I'm aware that $$\mathbb{E}[X] = \sum_{k=a}^{b} \frac{1}{b - a + 1} 2^k = \frac{2^{b+1} - 2^a}{b - a + 1}$$ and I also derived it for myself.
But from the master solution, I don't understand how the second moment $\mathbb{E}[X^2]$ is derived:
$$ \mathbb{E}[X^2] = \sum_{k=a}^{b} \frac{1}{b - a + 1} (2^k)^2 = \frac{4^{b+1} - 4^a}{3(b - a + 1)}$$
Specifically: why do we need to multiply the denominator with 3 instead of just dividing by their differences $b - a + 1$ once? Since we're only squaring the random variable $X$ and there are no terms that rely on the index $k$ in the fraction, we should basically be able to move it out of the sum and just multiply the whole sum with $\frac{1}{b - a + 1}$, i.e: $$ \frac{1}{b - a + 1} \sum_{k=a}^{b}(2^k)^2 $$
So I was hoping someone could enlighten me on where that multiplicative factor comes from!

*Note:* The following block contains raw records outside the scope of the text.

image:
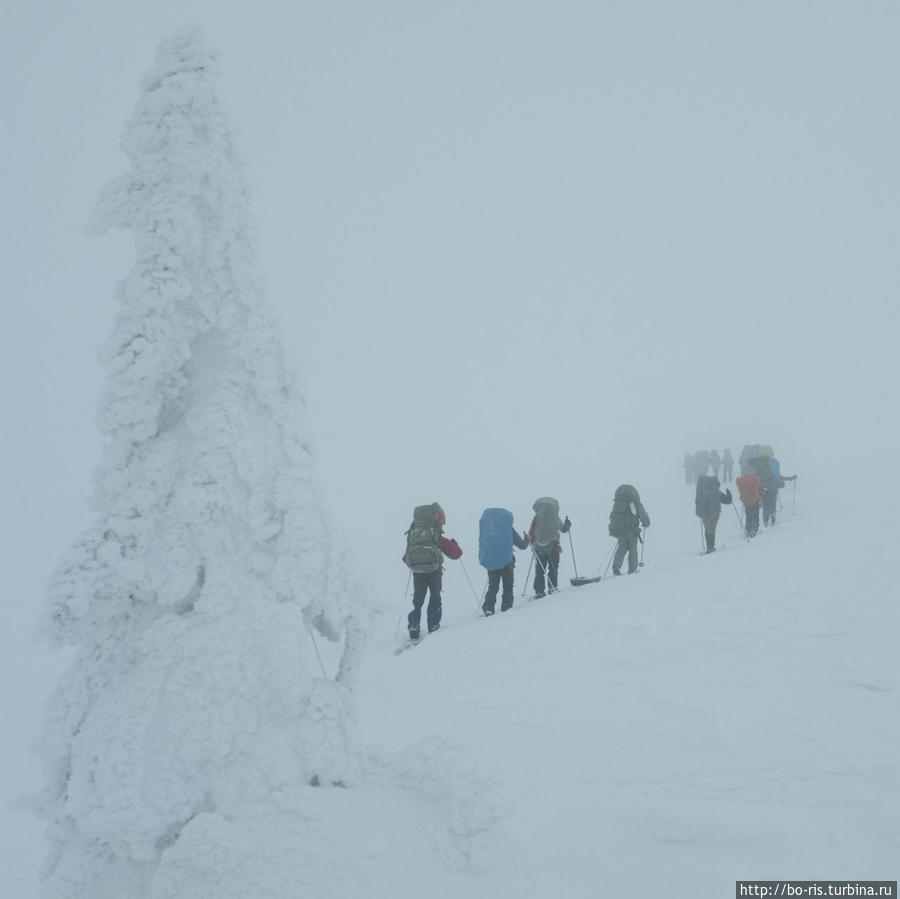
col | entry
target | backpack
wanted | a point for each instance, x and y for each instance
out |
(623, 520)
(708, 502)
(495, 549)
(423, 539)
(546, 521)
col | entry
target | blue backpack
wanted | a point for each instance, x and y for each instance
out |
(495, 548)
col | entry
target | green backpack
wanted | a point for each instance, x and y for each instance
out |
(423, 539)
(623, 520)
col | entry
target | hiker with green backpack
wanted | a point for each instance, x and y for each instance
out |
(544, 537)
(426, 547)
(625, 520)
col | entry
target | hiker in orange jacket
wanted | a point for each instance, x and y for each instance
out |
(748, 486)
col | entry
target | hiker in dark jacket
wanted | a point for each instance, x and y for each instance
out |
(701, 463)
(506, 575)
(547, 555)
(625, 520)
(429, 581)
(727, 465)
(708, 506)
(688, 468)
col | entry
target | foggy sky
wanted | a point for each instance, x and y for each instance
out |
(515, 248)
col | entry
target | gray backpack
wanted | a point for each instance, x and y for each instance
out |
(546, 521)
(423, 539)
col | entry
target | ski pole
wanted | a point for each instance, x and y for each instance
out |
(740, 519)
(609, 559)
(471, 587)
(528, 574)
(405, 594)
(484, 590)
(572, 547)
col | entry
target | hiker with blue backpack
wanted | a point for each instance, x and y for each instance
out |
(496, 539)
(426, 547)
(543, 534)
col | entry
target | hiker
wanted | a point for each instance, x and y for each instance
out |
(727, 466)
(544, 537)
(715, 462)
(701, 463)
(748, 488)
(688, 468)
(625, 520)
(708, 505)
(770, 484)
(496, 538)
(744, 459)
(426, 547)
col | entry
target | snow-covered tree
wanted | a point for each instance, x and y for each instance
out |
(196, 714)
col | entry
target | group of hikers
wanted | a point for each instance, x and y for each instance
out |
(426, 547)
(758, 484)
(698, 464)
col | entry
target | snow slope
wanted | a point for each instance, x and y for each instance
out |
(710, 719)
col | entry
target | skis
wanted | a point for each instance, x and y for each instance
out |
(410, 643)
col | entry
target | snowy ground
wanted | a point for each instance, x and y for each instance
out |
(710, 719)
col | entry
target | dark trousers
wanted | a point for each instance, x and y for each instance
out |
(709, 531)
(545, 559)
(423, 583)
(626, 545)
(494, 578)
(751, 520)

Recalling the identity $$1+x+x^2+\cdots+x^n=\frac{x^{n+1}-1}{x-1}$$ and noting that $(2^k)^2=4^k$, we get \begin{align*} &\sum_{k=a}^{b}(2^k)^2\\[4pt] =\;&\sum_{k=a}^{b}4^k\\[4pt] =\;&4^a\sum_{k=0}^{b-a}4^k\\[4pt] =\;&4^a\left(\frac{4^{b-a+1}-1}{4-1}\right)\\[4pt] =\;&\frac{4^{b+1}-4^a}{3}\\[4pt] \end{align*}